Securosis Blog | What No One is Saying About that Big HIPAA Fine.
Rich Mogull at Securosis is claiming that security vendors should not use the HHS HIPAA fine to Cignet Health for $4.3 million as a motivator to improve information security.
While I agree that this HHS fine and the $1 million Mass General fine had nothing to do with IT security, it seems to me that HHS is signaling that it is serious about enforcing HIPAA security and privacy rules. After all, HIPAA was passed in 1996 and these are the first ever fines issued.

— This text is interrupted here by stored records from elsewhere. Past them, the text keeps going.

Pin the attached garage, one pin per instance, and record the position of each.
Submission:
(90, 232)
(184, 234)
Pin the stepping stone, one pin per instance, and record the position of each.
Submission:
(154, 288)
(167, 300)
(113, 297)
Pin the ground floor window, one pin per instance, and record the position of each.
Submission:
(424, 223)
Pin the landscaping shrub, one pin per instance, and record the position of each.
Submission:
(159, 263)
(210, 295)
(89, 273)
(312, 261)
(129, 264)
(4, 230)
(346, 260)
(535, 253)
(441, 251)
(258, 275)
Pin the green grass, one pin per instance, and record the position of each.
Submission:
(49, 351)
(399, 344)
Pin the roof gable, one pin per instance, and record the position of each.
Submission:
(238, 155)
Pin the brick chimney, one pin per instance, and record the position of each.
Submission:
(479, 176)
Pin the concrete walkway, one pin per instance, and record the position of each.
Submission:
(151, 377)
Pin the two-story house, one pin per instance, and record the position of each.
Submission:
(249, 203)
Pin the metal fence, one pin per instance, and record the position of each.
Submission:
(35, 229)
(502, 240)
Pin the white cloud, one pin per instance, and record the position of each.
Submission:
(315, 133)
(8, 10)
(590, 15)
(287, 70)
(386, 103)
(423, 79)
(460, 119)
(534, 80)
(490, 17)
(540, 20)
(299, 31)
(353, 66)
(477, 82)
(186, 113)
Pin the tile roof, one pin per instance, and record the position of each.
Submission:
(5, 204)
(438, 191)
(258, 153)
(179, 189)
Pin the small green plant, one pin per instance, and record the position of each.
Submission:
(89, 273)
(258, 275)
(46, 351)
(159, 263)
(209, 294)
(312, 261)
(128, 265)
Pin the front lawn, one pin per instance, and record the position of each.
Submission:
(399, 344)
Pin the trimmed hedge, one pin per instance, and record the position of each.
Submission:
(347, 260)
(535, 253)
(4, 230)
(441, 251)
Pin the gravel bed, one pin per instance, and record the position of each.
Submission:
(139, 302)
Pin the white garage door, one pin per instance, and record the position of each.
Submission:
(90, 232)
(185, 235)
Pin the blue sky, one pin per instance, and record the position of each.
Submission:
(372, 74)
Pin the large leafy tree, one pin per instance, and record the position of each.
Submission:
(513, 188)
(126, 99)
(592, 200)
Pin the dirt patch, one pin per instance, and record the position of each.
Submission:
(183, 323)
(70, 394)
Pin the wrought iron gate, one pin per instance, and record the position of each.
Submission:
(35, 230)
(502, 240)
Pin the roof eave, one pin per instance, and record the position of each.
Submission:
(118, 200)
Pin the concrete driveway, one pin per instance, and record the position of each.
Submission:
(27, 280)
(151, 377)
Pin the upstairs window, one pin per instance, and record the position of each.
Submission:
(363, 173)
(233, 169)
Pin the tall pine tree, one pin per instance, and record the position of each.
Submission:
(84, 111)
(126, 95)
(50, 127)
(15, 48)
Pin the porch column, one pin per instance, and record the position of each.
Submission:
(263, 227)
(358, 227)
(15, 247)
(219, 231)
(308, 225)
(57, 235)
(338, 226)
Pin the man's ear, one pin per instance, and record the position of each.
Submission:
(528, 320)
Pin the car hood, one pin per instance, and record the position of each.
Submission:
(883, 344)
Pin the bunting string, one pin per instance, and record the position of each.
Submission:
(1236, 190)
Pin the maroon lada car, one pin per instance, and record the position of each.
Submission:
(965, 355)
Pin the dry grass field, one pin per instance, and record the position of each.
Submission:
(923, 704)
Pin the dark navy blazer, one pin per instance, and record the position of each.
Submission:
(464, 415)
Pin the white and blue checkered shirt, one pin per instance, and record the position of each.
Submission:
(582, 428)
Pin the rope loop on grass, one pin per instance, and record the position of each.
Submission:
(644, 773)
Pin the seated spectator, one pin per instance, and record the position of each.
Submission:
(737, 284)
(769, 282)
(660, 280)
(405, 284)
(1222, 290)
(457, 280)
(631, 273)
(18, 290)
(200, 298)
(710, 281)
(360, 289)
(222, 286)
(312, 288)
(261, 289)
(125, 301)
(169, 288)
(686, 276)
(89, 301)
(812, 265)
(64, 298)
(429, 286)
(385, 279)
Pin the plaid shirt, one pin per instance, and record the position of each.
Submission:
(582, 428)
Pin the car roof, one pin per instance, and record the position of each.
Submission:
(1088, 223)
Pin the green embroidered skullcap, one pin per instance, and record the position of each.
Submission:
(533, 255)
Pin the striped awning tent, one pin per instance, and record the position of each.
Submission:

You certainly can take Rich’s approach that the Cignet fine is just about “big boxes of paper and a bad attitude.” But I would not want to be the organization that suffers an information security breach due to lax controls.
For example, if you had decided to use the SANS 20 Critical Security Controls as your prescriptive information security guide and had implemented all of the Quick Wins and Visibility/Attribution sub-controls, some/most of the Config/Hygiene sub-controls, with a plan for the rest and the appropriate Advanced sub-controls, and still suffered a breach, you surely could not be tagged with “willful negligence.”
We will see what if any fine HHS levies against the New York City hospital system which admitted to a breach affecting 1.7 million hospital staff, patients, vendors, and contractors.